The Auditor’s Report gave the reasons why they could not sign off on the financials as presented to them by the management of the Waterfront Trust. The crucial paragraph states as follows:
“Due to an absence of adequate internal controls we were unable to satisfy ourselves that all revenues and expenditures of the organization had been recorded nor that the recorded transactions were proper. As a result we were unable to determine whether adjustments were required in respect of recorded or unrecorded assets, recorded or unrecorded liabilities and the components making up the statements of operations, changes in net assets and cash flow.” Published in the Bay Observer
The Board of Director’s responsibilities and the Auditor’s responsibilities in this process are outlined below. We were able to verify the contents in a conversation with the ICAO (Institute of Chartered Accountants of Ontario)

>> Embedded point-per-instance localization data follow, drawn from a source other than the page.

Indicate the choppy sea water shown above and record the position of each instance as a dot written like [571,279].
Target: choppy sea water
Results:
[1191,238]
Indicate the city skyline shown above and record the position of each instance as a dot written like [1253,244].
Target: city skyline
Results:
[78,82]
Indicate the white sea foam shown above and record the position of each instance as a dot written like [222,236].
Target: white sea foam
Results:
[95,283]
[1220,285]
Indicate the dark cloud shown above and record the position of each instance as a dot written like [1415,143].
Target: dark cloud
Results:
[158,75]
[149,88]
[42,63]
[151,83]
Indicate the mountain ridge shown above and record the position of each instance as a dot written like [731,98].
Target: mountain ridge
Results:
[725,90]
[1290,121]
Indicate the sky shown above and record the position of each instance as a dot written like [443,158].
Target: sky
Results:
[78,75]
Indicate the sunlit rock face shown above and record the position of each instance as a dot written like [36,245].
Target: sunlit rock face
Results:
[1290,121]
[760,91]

Directors’ Responsibility for the Financial Statements
The directors of the Company are responsible for the preparation and fair presentation of these financial statements in accordance with Financial Reporting Standards in Canada. This responsibility includes: designing, implementing and maintaining internal control relevant to the preparation and fair presentation of financial statements that are free from material misstatement, whether due to fraud or error; selecting and applying appropriate accounting policies; and making accounting estimates that are reasonable in the circumstances.
Auditors’ Responsibility
The Auditor’s responsibility is to express an opinion on the financial statements based on their audit. The Auditors perform an audit in accordance with approved standards on auditing in Canada. Those standards require that they comply with ethical requirements and plan and perform the audit to obtain reasonable assurance whether the financial statements are free from material misstatement. An audit involves performing procedures to obtain audit evidence about the amounts and disclosures in the financial statements. The procedures selected depend on their judgment, including the assessment of risks of material misstatement
of the financial statements, whether due to fraud or error. In making those risk assessments, they consider internal control relevant to the Company’s or Organization’s preparation and fair presentation of the financial
statements in order to design audit procedures that are appropriate in the circumstances, but not for the purpose of expressing an opinion on the effectiveness of the Company’s internal control. An audit also includes evaluating the appropriateness of accounting policies used and the reasonableness of accounting estimates made by the directors, as well as evaluating the overall presentation of the financial statements.
Adverse Opinion
An Adverse Opinion is issued when the auditor determines that the financial statements of an auditee are materially misstated and, when considered as a whole, do not conform to GAAP (Generally Accepted
Accounting Principles – the accounting standards at the time when the Adverse Opinion was issued). It is considered the opposite of an unqualified or clean opinion, essentially stating that the information contained is materially incorrect, unreliable, and inaccurate in order to assess the auditee's financial position and results of operations. Investors, lending institutions, and governments very rarely accept an auditee's financial statements if the auditor issued an adverse opinion. In the adverse opinion the auditor clearly states that the financial statements are not in accordance with GAAP which means that they, as a whole, are unreliable,
inaccurate, and do not present a fair view of the auditee's position and operations.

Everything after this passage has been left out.